Нобле замялся. Очевидно, ему не хотелось отвечать Натали. Но, поразмыслив, он решил, что вежливое обращение с носительницей фамилии Эмполи входит в его обязанности.
— Да, — сказал он, — мадам Амабль была замужем. Но она развелась или разводится сейчас с мужем. По правде сказать, она выгнала его.
— Люблю энергичных женщин! — заметила Натали.
— Досадная история, — продолжал Нобле. — Муж ее оказывал нам небольшие услуги…
— Нам? — переспросил Филипп. — Кому это «нам»?
— Ну дирекции. Он сообщал некоторые сведения относительно личной жизни руководителей профсоюза. Вы понимаете, что я имею в виду?
— Нет, — отвечал Филипп.
— Ничего, постепенно вы научитесь разбираться в этой кухне. Муж Пьеретты Амабль был нам очень полезен в момент раскола профсоюзов.
— Не понимаю.
— Скоро поймете. Дирекция фабрики должна знать нужды каждого. Какие у кого заблуждения, неприятности. Ваш дедушка часто говорил мне: «Удивительное дело, Нобле, до чего дешево обходится покупка человеческой совести!» И вы сами убедитесь, насколько он прав…
— Потрясающе! — воскликнула Натали.
Нобле бросил на нее недоверчивый взгляд, но желание похвастаться своей профессиональной опытностью взяло верх, и он продолжал:
— Наши осведомители… (мы их так называем) помогают нам также выявить несговорчивых… А таких немало.
— Что же вы делаете с несговорчивыми? — спросил Филипп.

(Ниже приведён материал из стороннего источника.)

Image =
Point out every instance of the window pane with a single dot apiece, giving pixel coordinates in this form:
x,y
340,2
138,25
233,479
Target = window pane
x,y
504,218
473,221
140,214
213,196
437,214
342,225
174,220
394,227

— По нынешним законам мы не можем, как прежде, уволить их без дальних разговоров. Ну так мы стараемся их изолировать… И тут возникают всякие проблемы…
Нобле снова бросил на Натали косой, недоверчивый взгляд. Она вызывающе смотрела на него своими узкими глазами.

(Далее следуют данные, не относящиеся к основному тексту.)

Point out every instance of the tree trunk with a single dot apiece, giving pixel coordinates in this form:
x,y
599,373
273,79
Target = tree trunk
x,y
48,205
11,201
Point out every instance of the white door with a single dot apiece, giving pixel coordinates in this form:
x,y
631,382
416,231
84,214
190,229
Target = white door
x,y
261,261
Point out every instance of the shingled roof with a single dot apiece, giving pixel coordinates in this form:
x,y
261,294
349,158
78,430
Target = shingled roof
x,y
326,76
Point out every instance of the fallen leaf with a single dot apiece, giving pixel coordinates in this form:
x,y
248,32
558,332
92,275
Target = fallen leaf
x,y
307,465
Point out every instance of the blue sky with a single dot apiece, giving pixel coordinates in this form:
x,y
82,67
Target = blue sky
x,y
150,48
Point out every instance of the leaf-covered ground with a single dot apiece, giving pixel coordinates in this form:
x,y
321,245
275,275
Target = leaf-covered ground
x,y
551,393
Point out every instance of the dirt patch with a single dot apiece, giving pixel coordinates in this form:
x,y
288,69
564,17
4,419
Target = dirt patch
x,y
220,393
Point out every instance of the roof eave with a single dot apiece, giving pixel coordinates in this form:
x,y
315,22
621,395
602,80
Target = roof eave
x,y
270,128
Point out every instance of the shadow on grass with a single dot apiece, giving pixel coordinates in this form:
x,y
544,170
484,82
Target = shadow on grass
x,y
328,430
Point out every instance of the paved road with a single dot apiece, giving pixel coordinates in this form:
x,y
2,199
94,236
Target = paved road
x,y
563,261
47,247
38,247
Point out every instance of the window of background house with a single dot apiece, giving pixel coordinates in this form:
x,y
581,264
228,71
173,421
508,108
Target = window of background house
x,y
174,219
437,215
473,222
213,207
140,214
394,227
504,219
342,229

— Продолжайте, продолжайте, — сказал Филипп.
— Ваш дедушка был бы очень счастлив видеть, что вы начинаете проявлять интерес к делам фабрики, — заметил Нобле.

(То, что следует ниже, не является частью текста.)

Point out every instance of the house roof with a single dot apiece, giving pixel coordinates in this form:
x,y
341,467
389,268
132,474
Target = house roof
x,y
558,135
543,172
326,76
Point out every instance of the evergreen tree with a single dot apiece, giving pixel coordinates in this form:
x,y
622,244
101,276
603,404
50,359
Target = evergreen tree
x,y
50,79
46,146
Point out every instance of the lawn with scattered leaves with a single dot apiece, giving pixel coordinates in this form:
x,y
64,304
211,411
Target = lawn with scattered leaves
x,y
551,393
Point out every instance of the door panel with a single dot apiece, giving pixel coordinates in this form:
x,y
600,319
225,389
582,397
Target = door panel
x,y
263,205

Филипп открыл рот, хотел возразить, но удержался.
— Ну рассказывайте, рассказывайте, это очень увлекательно, — воскликнул он.
— Всякие проблемы, — продолжал Нобле. — И эта самая Пьеретта Амабль, по вашему мнению такая очаровательная…
— Конечно, очаровательная, — вставила Натали.
— Дорого она нам стоит. Ведь она что устроила! Добилась, что в ее цехе каждая работница работает только на одном станке, а по нашим правилам работница должна работать на двух-трех станках. И вот встал вопрос: не перевести ли эту самую мадам Амабль в Сотенный цех? Я вам его показывал, мсье Филипп. В Сотенном цехе нерушимо держатся обычаи и дисциплина еще тех времен, когда хозяином фабрики был ваш дед… Помните, вас поразило, какая там тишина? Никто голосу не подаст. Станки смазаны отлично и только чуть-чуть пощелкивают. Помните, вы мне еще тогда сказали: «Прямо как в церкви». И вот мы, знаете ли, поостереглись переводить туда Пьеретту Амабль. Хорошо, если она покорится тамошним порядкам, а что как она перемутит всех своих товарок по работе? Я высказался за осторожность. Лучше с огнем не шутить. Так что мадам Амабль осталась в своем цехе.